Anyone with far less education than Masnick can easily figure out that just because the market has access to unlicensed (free) recorded music, this does not create a new demand for live shows or merchandise. There is no question that the destruction of sales aggressively forced musicians to rely more on those other revenue streams, but calling that an opportunity is as economically bogus as it is personally offensive. Just ask the 50+ year-old singer/songwriter with the family and a few incipient health issues how eager she is to get back on the road, while her fans are happily listening to her sound recordings, but only making money for Spotify et al.

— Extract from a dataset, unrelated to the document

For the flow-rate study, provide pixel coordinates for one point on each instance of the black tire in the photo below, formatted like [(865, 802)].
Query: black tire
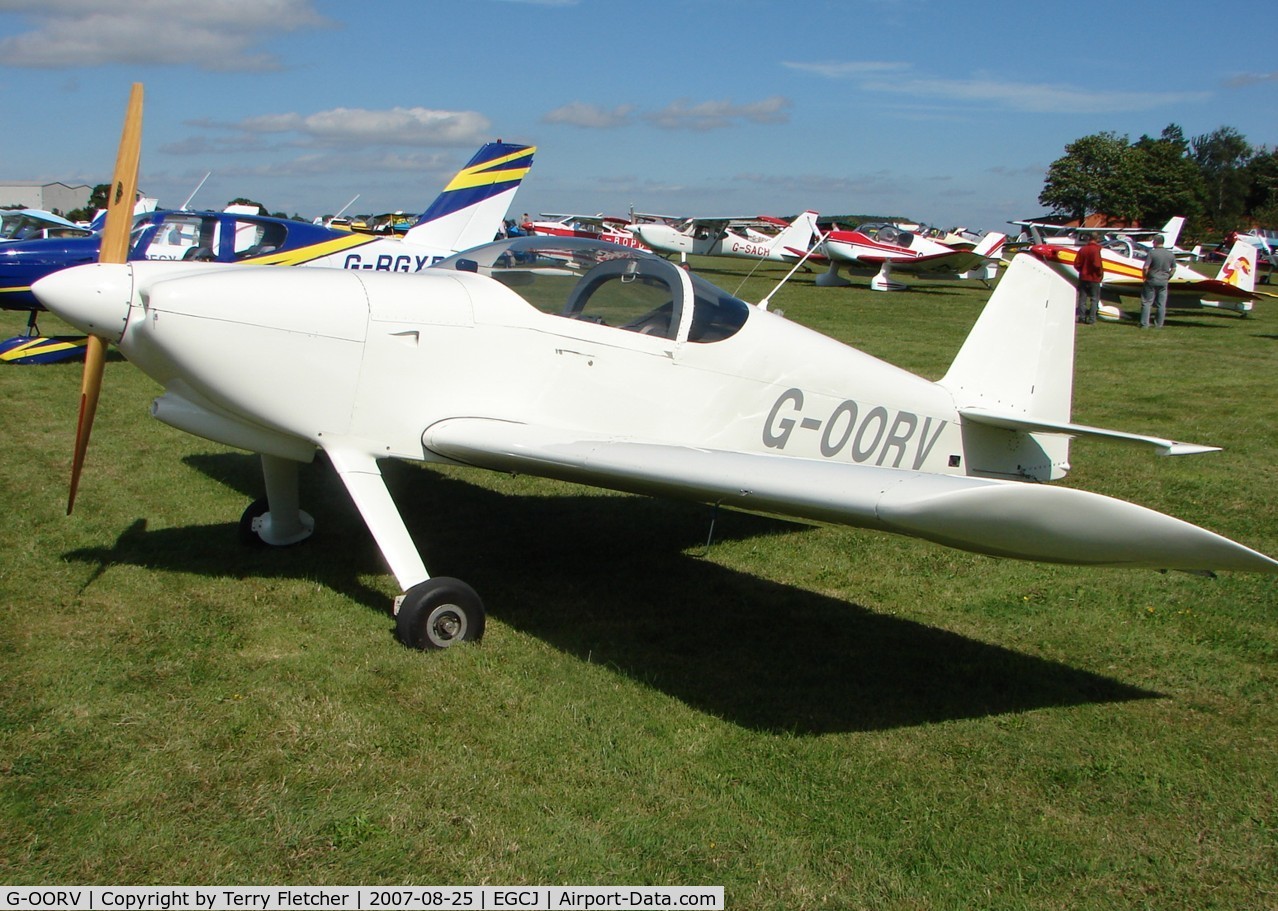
[(256, 510), (440, 613)]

Further, to demonstrate the big “idea,” in that video, Masnick casually circled two icons on a white board, each representing live shows and merch, as if it were just that easy. As if those revenue generators do not have their own costs and barriers, which were in no way lowered by the “abundance” of zero-price sound recordings. And let’s not forget that the internet also opened up new opportunities for swindlers to sell counterfeit merchandise, thus providing indie musicians with the opportunity to chase infringements of their musical works and their tee shirts at the same time. Because that’s how more music gets made.
Why bother highlighting the gibberish in an 11-year-old video? Because it so neatly sums up the thinking that has persisted from the late 1990s into the age of Spotify and beyond, and which still results in an artist unable to pay her bills, despite the popularity of her music. No, it is not Big Tech’s fault that a global health crisis canceled Nadine Shah’s gigs and countless live events for so many creators. But in light of the fact that most of us enjoy music most of the time as sound recordings, there is no valid economic theory to explain why songwriters and musical artists should be providing all that abundance for the artificially manufactured price of zero.